Est-ce que les animaux, je veux dire les animaux non humains, admirent ? Est-ce que les aigles admirent les montagnes, ou est-ce qu’ils se contentent d’y chercher leurs proies ? Est-ce que les chiens admirent leurs maîtres ou est-ce qu’ils les aiment, simplement ? Difficile à dire. Alors je me contenterai de parler des humains. Car l’admiration me semble tout de même une émotion très humaine.
C’est quoi, exactement, admirer ?
C’est d’abord être surpris ou touché. C’est ensuite reconnaître des qualités, à un lieu, un objet, une personne. Et c’est enfin, s’en réjouir, s’en trouver mieux, grandi, inspiré, plus heureux.
Admirer, c’est facile pour des lieux ou des choses : admirer un paysage, un bel objet ou une œuvre d’art, cela ne nous remet pas en question.
Mais c’est parfois plus difficile entre humains. D’un côté, admirer quelqu’un, ça peut nous réjouir sincèrement, sans arrière-pensée : quoi de plus agréable qu’admirer une personne disparue, ou un de ses enfants, ou un de ses amis ?
Mais parfois aussi, admirer peut nous mettre à mal : car admirer, c’est faire le constat que l’autre a des qualités que l’on n’a pas, en tout cas, pas autant que lui, ou pas pour le moment. Dans ces cas-là, l’admiration devient douloureuse, elle est le constat d’un manque en nous, et s’avère alors une occasion de souffrance, au lieu d’être une source de réjouissance et d’inspiration. C’est un premier mésusage possible de l’admiration.

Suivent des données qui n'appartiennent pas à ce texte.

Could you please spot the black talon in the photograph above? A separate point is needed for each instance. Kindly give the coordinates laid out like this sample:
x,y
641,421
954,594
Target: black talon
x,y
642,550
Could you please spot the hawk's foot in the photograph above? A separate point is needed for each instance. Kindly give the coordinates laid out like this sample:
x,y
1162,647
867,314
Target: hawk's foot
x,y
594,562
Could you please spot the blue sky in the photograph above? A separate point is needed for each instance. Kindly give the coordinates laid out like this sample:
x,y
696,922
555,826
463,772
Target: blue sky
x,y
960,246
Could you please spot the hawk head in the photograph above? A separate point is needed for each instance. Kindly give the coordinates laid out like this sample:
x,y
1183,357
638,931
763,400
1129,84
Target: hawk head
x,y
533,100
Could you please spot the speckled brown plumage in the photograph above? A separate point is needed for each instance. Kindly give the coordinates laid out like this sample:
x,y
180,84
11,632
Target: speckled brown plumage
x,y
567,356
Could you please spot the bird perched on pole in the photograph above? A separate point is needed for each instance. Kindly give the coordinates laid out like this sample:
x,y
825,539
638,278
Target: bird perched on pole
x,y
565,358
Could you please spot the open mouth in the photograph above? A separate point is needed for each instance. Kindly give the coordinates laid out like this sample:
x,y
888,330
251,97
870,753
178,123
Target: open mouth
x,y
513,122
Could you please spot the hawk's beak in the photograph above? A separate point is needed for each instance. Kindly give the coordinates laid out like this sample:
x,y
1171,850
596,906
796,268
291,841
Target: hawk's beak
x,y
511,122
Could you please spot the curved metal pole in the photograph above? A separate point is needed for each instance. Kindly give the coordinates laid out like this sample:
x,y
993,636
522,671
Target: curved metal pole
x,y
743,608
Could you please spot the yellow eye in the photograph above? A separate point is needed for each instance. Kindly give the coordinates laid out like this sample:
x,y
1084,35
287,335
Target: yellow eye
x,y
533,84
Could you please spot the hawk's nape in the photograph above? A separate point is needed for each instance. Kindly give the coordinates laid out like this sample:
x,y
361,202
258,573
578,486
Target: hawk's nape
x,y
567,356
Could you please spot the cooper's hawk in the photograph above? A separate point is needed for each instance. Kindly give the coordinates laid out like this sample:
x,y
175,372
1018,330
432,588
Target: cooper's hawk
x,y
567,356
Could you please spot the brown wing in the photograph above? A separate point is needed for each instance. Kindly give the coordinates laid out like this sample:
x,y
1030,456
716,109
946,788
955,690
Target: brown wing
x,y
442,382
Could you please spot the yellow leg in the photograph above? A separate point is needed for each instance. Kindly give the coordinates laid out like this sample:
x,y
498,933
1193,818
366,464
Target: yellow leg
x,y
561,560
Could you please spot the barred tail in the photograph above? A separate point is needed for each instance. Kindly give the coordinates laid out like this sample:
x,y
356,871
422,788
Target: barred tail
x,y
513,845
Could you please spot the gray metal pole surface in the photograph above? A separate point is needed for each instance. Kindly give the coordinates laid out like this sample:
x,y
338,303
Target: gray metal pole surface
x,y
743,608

Une autre erreur consisterait à n’admirer que le rare et l’exceptionnel, alors que les sources d’admiration quotidiennes sont multiples, tout autour de nous...
A propos de ce que nous choisissons d’admirer, Montesquieu parlait de la « décadence de l’admiration », de son dévoiement, consistant à admirer des actes ou des personnes qui, au fond, ne mériteraient pas de l’être. Disons qu’il s’agit plutôt d’une erreur, d’une facilité, d’une docilité consistant à n’admirer que le clinquant, le bruyant, le « à la mode ». À n’admirer que ce qu’on nous dit d’admirer. À n’admirer que le grandiose et non le discret, que les vedettes du sport, du cinéma ou de la télé, et non les humains anonymes qui font le bien dans leur coin.
Peut-être nous faut-il alors apprendre à admirer même ce qu’on ne nous présente pas comme socialement admirable ? Et pour cela, nous attacher à bien regarder. À voir ce qui beau et bon, autour de nous. Voir les comportements, paroles, et attitudes admirables au quotidien. Peu d’humains sont admirable dans tous leurs gestes, et tout le temps. Mais presque tous peuvent être admirés à un moment donné.
Les études scientifiques montrent largement les bénéfices de l’admiration. Admirer, ça fait du bien, comme toutes les émotions agréables ; ensuite, ça nous décentre de nous-même et ça nous rapproche des autres humains, et ça augmente ce qu’on appelle les comportements pro-sociaux ; et enfin, ça nous motive et ça nous inspire.
Alors, plusieurs fois par jour, ou le soir en s’endormant et en songeant à sa journée, nous pouvons nous livrer à des exercices d’admiration : qu’ai-je vu d’admirable aujourd’hui ? Qu’est-ce que ça m’a fait ? Qu’est-ce que ça m’a montré ? Et qu’est-ce que ça m’a appris ?
Nous nous apercevrons alors, peut-être, qu’admirer transforme peu à peu notre vision du monde. L’admiration, c’est la volonté de porter aussi son regard sur ce qui rend la vie meilleure. Toutes les fois où nous admirons, nous percevons que nous sommes face à quelque chose ou à quelqu’un qui ajoute à la beauté, à la douceur, et à l’intelligence du monde. Et c’est aussi cette inspiration-là, qui peut nous aider à changer tout ce qui ne va pas...
Et vous, qu’avez-vous admiré récemment ?
Illustration : à certains moments de nos vies, c'est difficile de trouver des choses à admirer... (scène du film La Mort aux trousses).
PS : cet article est inspiré de ma chronique du 25 février 2020, dans l'émission Grand Bien Vous Fasse, d'Ali Rebeihi, sur France Inter.
PPS : cette chronique a été écrite avant l'épidémie de coronavirus et avant le temps du confinement ; elle aurait sinon abordé l'admiration pour les soignantes et les soignants.